Cache getRegistrations in memory
https://github.com/letsencrypt/boulder/blob/1bed7405757fa283a14e5cb7a58236113c485c88/sa/model.go#L56-L64
This code path is hot, and the data here is not changing per ID that often. We can also deal with stale data here as well.
Caching this is a significant win in reads/connections to the database.
Given an account lookup is the first step in any ACME request, it should be a good candidate for caching. We need to be clear about the possible impacts of caching account information, though. Once created, an account can go through these state transitions:
- deactivation
- key change
- contact change
Contact change is only really relevant to the expiration mailer, and is relevant on a long-ish time scale, so we're not too worried about those.

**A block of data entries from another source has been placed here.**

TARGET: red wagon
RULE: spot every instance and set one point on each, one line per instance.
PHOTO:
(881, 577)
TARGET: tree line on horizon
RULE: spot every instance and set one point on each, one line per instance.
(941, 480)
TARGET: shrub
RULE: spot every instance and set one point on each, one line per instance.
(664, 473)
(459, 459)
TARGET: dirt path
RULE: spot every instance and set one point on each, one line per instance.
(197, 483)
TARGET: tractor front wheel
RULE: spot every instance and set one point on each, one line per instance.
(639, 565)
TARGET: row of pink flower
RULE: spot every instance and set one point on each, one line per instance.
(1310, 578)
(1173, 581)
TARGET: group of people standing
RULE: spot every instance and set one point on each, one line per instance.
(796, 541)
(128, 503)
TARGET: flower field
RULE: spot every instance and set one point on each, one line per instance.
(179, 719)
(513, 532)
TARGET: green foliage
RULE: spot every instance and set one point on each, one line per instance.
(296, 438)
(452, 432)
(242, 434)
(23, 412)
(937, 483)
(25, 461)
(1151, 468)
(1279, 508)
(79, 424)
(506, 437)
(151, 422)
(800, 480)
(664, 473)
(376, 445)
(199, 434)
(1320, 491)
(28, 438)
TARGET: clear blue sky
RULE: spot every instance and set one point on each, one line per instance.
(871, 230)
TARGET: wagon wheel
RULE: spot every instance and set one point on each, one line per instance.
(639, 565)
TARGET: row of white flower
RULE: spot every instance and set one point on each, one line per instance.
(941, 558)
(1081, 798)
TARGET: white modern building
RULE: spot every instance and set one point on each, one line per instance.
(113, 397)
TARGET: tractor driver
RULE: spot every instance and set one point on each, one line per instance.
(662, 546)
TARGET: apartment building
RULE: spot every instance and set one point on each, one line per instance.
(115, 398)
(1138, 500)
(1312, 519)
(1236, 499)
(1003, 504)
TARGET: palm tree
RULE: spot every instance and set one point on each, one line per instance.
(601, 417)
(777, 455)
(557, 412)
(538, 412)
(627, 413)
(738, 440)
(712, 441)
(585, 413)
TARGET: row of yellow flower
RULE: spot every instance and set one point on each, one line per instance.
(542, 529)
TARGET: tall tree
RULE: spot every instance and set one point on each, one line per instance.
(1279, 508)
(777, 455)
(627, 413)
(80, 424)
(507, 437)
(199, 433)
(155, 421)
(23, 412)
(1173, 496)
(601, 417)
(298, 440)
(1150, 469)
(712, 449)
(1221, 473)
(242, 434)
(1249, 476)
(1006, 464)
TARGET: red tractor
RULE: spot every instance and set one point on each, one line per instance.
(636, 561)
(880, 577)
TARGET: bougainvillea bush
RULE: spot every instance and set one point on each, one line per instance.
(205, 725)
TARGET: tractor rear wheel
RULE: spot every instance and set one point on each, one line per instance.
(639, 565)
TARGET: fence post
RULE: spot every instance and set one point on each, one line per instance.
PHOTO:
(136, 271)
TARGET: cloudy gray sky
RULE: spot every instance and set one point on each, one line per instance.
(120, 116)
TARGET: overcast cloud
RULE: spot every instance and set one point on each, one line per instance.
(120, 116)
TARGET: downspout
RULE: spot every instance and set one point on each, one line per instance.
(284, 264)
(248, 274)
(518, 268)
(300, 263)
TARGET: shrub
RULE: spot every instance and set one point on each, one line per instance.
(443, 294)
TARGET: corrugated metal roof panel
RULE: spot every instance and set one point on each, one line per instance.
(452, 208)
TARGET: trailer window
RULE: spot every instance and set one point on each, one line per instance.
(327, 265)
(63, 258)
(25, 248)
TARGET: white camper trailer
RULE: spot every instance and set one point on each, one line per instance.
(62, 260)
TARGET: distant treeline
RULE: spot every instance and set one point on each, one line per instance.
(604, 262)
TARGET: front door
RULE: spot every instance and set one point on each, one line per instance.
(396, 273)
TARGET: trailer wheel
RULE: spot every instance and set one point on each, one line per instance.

For deactivation and key change, users would expect that once the request is successful, authenticating with the old key (or the old account) should fail. The typical approach to this is a write-through cache, which we don't have.
One possible workaround: if we think a caching duration of ~ten seconds is sufficient to make performance improvements, we could cache for a very short time period, and then artificially slow down the account deactivation / key change requests so we know any cached entries are expired.
What's the best place for a cache of account objects to live? A few options: database; proxysql; SA; Redis; WFE. The database is out because we're trying to reduce load on it. ProxySQL is out because it can't cache prepared statements. Redis is out because it's not ready yet.
For choosing between the SA and the WFE: we could save a little SA work and some RPC traffic by caching in the WFE instead. It looks like the only other place in the issuance path where we call GetRegistration is in RA, where we check that a certificate key is not the same as the key of the account issuing it. That's a fairly infrequent call.
For a long-term caching solution, SA/WFE are not the best option, because increasing the number of shards would decrease our cache hit ratio. Ideally we want something that provides sharding by account and write-through caching. So if we go forward with this we should treat it as a short term patch.
We should estimate how much memory we need for a cache of a given size (that is, how much memory does an account object take up, including pointers to objects not directly contained). From that we can figure out what size of cache we can reasonably support on each of our (SA|WFE) instances, and what our expected offload from that will be.
It's worth noting that we already cache accounts in the WFE, and that doing so causes problems that external folks have noticed.
We're closing this in favor of https://github.com/letsencrypt/boulder/issues/6744.